Le giornate di gennaio sappiamo essere corte e la poca luce ci costringe a lasciare Caccamo e a dirigerci verso Porticello, frazione marinara di Santa Flavia, dove abbiamo prenotato le camere per trascorrere la notte. “Donna Concetta” è il nome dell’albergo, questo antico palazzo è stato per diversi anni la residenza estiva di Luigi Pirandello e della sua famiglia. Gli attuali proprietari, in suo omaggio, hanno attribuito ad ogni camera una delle sue opere. Il tempo di una doccia e si va a cenare a base di pesce da “Franco u’ Piscaturi”.

“Non è ancora l’alba ed ho voglia di un caffè. Con il giubbotto addosso esco a passeggiare sul molo alla ricerca di un chiosco. Lo trovo, lo chiedo doppio e bollente e dopo aver acceso il mio cigarillo resto seduto a contemplare l’orizzonte ed ad osservare i riflessi dei lampioni che giocano con l’acqua del mare. Poesia. Il silenzio è interrotto dai rumori dei motori delle barche, preludio ad una battuta di pesca. E’ domenica. Pescatori con le facce ancora piene di sonno, il berretto calato per il freddo fin quasi sul naso, l’immancabile nazionale senza filtro all’angolo della bocca, allungano il passo per raggiungere le loro imbarcazioni. Ascolto, dapprima leggero, il garrito dei gabbiani che poi si trasforma in un grido acuto e incontrollato alle prime luci. Nasce un nuovo giorno. Alcuni gatti si strusciano contro le mie caviglie in cerca di qualcosa da mangiare. Decido di affrettarmi per raggiungere i miei compagni in albergo per fare colazione tutti assieme”.

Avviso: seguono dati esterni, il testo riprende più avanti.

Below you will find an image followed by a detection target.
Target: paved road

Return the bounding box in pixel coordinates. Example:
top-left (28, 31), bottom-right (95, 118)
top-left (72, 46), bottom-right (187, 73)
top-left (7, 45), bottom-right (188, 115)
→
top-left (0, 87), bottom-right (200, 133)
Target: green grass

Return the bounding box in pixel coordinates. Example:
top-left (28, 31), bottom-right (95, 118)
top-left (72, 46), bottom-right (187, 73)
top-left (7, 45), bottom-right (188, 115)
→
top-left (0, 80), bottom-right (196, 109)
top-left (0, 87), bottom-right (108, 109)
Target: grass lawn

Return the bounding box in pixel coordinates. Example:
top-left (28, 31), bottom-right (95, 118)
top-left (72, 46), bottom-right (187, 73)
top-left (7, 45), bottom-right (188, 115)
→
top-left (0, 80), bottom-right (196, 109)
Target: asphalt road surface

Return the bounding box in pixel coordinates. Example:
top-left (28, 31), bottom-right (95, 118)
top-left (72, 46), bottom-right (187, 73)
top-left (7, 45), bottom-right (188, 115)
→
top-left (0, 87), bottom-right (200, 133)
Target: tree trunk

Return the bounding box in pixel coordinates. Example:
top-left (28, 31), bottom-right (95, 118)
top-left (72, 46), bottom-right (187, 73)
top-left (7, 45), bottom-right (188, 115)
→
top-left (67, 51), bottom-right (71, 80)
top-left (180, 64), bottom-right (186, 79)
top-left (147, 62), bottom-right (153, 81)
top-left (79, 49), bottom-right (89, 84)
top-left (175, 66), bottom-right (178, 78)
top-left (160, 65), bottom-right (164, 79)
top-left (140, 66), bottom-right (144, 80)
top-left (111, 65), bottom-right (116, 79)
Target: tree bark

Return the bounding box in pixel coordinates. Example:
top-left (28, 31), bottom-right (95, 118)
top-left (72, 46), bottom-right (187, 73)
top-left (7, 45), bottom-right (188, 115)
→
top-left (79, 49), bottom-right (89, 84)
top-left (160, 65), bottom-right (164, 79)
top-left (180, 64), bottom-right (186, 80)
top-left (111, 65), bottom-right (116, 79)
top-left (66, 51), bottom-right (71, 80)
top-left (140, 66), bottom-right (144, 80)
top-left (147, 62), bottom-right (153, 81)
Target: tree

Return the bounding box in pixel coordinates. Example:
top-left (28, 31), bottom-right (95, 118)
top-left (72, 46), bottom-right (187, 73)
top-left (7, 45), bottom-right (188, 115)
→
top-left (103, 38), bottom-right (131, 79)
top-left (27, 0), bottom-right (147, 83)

Dopo aver sistemato i nostri bagagli nell’auto di Alfio, ci rechiamo al porto. Scambiamo due chiacchiere con i pescatori ascoltando le loro difficoltà nel lavoro. Dall’altro lato, gruppetti di persone si contendono la vendita del pescato. Un forte odore di frittura mi costringe a voltarmi, un venditore di pane e panelle “abbanniava” attirando la nostra attenzione. Sandra ed io ne ordiniamo uno e lo dividiamo a metà, ci sembra davvero di avere al mattino quel famoso oro in bocca.

Sappiamo che Giovanni “colleziona” fotografie di ponti, quindi lo accontentiamo. Riprendiamo la S.S. 113 e deviamo per il Ponte San Michele di Campogrosso, nei pressi di Altavilla Milicia. Il ponte, a schiena d’asino ad una sola arcata ogivale con duplice ghiera, recentemente restaurato, era d’importanza strategica lungo l’antico asse viario della Consolare Valeria.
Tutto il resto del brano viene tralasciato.